The moon is perhaps too little remarked upon. I mean, it’s remarkable! That white disc in the winter sky is another world, an 80 quintillion ton sphere of rock circling the earth in a graceful monthly journey. As it travels, waxes and wanes it reflects light from the sun, flinging rays over 200,000 miles back through empty space to illuminate the night sky. It governs the tides we depend on for important things like seeing wading birds and surfing. It’s the stuff of poetry, legend and scientific discovery. In short, it’s brilliant.
The moon itself is dark, cold and lifeless, but seen from earth it is as beguilingly changeable a natural object as any other. It’s a shape shifter, slinking into the shadows and veiling itself in mist and cloud. Chameleon-like, its colour adapts and changes, from pure white to the grey of a washed-out winter’s evening, from the orange of a harvest moon to a blood-red eclipse.
As we approached full moon this week other denizens of the night began to emerge, as if by way of celebration. Moths are said to use the moon for navigation – hence their magnetic attraction to light – and a pleasantly surprising four species were found in the Reading University trap on Friday morning. One, Oak Beauty, was a whole four weeks ahead of schedule. Pale Brindled Beauty is more accustomed to flying in January. The fine specimen of this species we trapped seemed particularly eager to fly back into the darkness when I released it the following evening.

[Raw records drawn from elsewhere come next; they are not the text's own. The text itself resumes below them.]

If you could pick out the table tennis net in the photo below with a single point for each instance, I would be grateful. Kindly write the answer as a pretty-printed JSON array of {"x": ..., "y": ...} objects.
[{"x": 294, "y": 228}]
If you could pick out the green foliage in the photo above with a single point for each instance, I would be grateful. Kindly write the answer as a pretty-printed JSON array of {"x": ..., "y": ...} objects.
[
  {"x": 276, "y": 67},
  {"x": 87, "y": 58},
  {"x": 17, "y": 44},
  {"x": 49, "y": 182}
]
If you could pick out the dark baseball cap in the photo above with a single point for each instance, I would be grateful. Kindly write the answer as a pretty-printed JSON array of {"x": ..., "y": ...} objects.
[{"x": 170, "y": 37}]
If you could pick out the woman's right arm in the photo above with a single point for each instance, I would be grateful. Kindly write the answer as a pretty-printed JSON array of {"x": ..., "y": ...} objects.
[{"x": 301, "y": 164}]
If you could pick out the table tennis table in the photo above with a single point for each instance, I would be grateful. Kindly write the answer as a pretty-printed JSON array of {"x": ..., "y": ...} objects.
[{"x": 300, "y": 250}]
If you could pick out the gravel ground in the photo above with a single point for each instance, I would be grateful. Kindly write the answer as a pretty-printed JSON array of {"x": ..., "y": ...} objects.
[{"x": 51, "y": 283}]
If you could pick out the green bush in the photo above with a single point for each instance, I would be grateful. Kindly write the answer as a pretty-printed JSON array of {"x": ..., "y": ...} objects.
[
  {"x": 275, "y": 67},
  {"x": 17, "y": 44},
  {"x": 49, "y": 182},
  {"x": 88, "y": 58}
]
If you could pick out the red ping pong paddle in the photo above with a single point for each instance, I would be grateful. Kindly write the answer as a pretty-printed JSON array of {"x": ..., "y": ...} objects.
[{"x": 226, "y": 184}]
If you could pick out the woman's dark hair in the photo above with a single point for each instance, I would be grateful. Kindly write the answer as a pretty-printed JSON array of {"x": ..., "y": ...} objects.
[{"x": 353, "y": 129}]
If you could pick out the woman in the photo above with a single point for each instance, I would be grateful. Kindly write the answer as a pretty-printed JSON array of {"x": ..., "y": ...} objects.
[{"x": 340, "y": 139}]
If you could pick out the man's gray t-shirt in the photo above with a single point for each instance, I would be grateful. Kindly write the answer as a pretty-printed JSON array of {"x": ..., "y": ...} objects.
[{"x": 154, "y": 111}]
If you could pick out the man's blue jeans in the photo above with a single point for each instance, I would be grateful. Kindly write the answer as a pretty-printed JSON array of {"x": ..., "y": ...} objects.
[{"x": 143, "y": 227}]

Even more to my surprise, the moths’ great enemies, bats, were also active at dusk on Friday. Two or three made leisurely laps of a tall, dead, ivy-covered tree in the Wilderness, interspersing bursts of flapping with short glides as they hawked. Bat silhouettes are not my forté, and in the absence of a bat detector I couldn’t be sure what these were, but the mid-paced, gliding flight and suggestion that they were larger than a pipistrelle point to something like brown long-eared bat. All the while a brilliant moon shone through clouds beyond, illuminating the latticework of branches through which moth and bat alike flew.